5-aminolevulinic acid, a precursor of heme, reduces both fasting and postprandial
glucose levels in mildly hyperglycemic subjects.
Author(s): Higashikawa F(1), Noda M, Awaya T, Tanaka T, Sugiyama M.
Affiliation(s): Author information:
(1)Project Research Center for Clinical Trial and Preventive Medicine, Graduate
School of Biomedical and Health Sciences, Hiroshima University, Hiroshima, Japan.
Publication date & source: 2013, Nutrition. , 29(7-8):1030-6
OBJECTIVE: The aim of this study was to evaluate the combined effects of
5-aminolevulinic acid phosphate (ALA-P) and iron on the glycemic index in mildly
hyperglycemic adults.
METHODS: This double-blind, randomized placebo-controlled trial comprised 212
subjects (ages 35-70 y, fasting plasma glucose 105-125 mg/dL or hemoglobin
(Hb)A1c 6.1%-7.1%). These participants were randomly assigned to four groups
receiving either one of three doses of ALA-P and iron as sodium ferrous citrate
(5 mg and 0.6 mg, 5 mg and 1.8 mg, or 15 mg and 1.8 mg, respectively) or a
placebo, administered orally once a day over a 12-wk period.

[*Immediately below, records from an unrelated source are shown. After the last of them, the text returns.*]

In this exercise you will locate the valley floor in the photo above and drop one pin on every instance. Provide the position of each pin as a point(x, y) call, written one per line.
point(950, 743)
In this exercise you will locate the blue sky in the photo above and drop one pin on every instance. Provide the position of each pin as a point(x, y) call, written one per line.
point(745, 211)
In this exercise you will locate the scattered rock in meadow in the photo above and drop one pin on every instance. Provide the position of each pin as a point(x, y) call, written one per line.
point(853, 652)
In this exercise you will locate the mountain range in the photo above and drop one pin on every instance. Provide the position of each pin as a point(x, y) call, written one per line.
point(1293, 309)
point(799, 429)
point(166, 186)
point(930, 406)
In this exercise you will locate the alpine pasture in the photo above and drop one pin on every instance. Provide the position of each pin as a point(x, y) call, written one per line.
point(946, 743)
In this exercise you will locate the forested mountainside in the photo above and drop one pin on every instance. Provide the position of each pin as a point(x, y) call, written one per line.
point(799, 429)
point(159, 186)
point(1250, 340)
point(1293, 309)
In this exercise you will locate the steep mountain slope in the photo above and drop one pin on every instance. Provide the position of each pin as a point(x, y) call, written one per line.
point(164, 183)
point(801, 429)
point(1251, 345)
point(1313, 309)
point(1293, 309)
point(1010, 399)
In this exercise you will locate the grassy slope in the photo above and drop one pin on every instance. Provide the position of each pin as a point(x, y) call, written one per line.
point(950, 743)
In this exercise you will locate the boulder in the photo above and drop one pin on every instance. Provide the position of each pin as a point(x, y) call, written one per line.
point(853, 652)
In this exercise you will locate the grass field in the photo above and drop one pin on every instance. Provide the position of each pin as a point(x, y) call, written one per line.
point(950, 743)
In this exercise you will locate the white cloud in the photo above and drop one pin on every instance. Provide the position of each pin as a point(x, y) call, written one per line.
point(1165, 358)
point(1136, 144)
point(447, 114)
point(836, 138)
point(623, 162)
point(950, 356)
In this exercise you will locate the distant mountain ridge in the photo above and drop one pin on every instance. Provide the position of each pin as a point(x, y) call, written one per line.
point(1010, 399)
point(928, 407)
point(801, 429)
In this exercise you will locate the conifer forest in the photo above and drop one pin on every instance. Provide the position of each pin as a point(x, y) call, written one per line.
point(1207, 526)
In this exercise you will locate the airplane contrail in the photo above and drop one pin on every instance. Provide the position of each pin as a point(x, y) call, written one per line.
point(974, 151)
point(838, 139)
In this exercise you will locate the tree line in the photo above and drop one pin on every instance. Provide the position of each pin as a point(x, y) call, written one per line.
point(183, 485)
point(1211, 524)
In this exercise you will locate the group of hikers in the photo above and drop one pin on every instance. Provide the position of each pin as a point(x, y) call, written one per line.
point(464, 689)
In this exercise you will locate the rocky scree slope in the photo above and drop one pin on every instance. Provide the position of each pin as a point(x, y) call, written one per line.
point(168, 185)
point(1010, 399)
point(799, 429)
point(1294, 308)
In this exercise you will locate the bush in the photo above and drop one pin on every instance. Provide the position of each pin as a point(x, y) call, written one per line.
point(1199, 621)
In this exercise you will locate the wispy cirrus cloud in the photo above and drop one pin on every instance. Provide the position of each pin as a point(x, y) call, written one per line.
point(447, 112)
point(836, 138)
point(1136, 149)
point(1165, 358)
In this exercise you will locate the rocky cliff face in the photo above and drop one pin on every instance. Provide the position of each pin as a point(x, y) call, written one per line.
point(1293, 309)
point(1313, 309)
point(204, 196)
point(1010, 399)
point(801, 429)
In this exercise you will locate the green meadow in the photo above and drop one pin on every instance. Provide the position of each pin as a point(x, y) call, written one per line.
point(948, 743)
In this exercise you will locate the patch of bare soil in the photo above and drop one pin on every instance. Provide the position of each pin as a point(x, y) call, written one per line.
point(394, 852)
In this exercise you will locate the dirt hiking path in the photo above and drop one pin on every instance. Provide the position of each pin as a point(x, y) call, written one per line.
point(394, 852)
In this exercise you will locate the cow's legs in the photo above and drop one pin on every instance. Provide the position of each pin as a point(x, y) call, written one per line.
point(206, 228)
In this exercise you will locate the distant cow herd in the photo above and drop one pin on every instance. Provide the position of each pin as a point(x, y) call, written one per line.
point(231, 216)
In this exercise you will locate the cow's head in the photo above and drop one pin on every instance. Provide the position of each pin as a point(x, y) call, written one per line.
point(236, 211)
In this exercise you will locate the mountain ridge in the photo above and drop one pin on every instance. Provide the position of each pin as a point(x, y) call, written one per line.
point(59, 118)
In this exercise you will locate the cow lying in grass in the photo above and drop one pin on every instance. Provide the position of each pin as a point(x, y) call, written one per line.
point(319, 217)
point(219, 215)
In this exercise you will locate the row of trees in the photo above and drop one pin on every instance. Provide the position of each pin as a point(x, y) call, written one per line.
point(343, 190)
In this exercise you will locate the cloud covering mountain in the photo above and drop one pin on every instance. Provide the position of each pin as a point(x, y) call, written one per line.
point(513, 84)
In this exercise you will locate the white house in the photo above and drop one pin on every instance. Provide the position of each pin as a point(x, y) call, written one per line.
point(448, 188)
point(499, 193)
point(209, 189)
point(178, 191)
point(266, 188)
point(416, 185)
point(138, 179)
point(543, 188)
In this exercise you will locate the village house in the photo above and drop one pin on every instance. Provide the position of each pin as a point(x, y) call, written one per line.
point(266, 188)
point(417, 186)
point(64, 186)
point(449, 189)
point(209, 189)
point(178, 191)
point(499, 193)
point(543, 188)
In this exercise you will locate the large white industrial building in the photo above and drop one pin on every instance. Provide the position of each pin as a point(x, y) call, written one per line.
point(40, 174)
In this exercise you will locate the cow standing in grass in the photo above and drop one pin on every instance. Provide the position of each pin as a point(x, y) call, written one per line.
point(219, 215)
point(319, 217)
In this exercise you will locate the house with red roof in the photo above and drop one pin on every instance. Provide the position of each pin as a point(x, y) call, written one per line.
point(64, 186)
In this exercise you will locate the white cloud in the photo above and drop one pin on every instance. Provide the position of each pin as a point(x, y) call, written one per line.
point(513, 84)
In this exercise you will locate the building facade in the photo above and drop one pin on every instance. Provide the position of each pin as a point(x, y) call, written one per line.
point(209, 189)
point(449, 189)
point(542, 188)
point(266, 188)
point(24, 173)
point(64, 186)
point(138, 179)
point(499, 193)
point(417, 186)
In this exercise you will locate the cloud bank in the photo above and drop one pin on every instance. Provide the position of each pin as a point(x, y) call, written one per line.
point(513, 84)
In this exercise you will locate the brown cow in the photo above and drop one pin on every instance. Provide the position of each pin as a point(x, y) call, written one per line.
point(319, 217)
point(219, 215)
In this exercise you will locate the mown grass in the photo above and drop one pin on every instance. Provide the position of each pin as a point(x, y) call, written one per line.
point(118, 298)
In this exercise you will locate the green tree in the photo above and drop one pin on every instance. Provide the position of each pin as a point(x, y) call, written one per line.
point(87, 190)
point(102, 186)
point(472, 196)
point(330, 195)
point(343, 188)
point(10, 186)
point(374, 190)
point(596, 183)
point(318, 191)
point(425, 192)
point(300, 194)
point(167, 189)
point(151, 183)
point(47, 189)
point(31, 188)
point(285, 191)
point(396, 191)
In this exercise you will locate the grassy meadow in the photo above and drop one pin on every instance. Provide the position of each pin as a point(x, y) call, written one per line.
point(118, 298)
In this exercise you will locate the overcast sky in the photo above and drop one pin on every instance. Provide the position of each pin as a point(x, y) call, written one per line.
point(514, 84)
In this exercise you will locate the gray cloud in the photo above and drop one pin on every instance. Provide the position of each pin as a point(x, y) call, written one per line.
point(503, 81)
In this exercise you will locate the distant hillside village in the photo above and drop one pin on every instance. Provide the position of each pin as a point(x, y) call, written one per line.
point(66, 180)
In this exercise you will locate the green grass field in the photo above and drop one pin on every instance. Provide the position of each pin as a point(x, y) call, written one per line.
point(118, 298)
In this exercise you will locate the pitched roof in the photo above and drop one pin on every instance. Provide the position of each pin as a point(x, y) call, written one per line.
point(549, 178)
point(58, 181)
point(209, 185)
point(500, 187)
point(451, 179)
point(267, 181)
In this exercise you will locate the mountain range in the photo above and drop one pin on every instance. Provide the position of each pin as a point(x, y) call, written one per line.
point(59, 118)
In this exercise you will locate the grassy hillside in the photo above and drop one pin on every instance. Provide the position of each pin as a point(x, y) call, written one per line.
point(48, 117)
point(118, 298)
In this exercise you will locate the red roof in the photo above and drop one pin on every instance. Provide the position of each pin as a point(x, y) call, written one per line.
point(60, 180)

RESULTS: Fifteen mg ALA-P plus 1.8 mg iron decreased the fasting plasma glucose
level (2.32 mg/dL, 95% confidence interval [CI], 0.24-4.42, P = 0.029), serum
glycoalbumin (0.22%, 95% CI, 0.02-0.42; P = 0.031), and 2h-oral glucose tolerance
test levels (14.2 mg/dL, 95% CI, 1.8-26.6; P = 0.025) more than the placebo.
However, the levels of HbA1c, fasting insulin, serum 1,5-anhydro-d-glucitol, and
Homeostasis Model of Assessment-Insulin Resistance showed no appreciable changes.
The participant numbers with impaired glucose tolerance and impaired fasting
glucose decreased in the highest dosage group of ALA-P plus iron compared with
the placebo group.
CONCLUSION: An oral intake of ALA would be a novel approach to prevent type 2
diabetes mellitus.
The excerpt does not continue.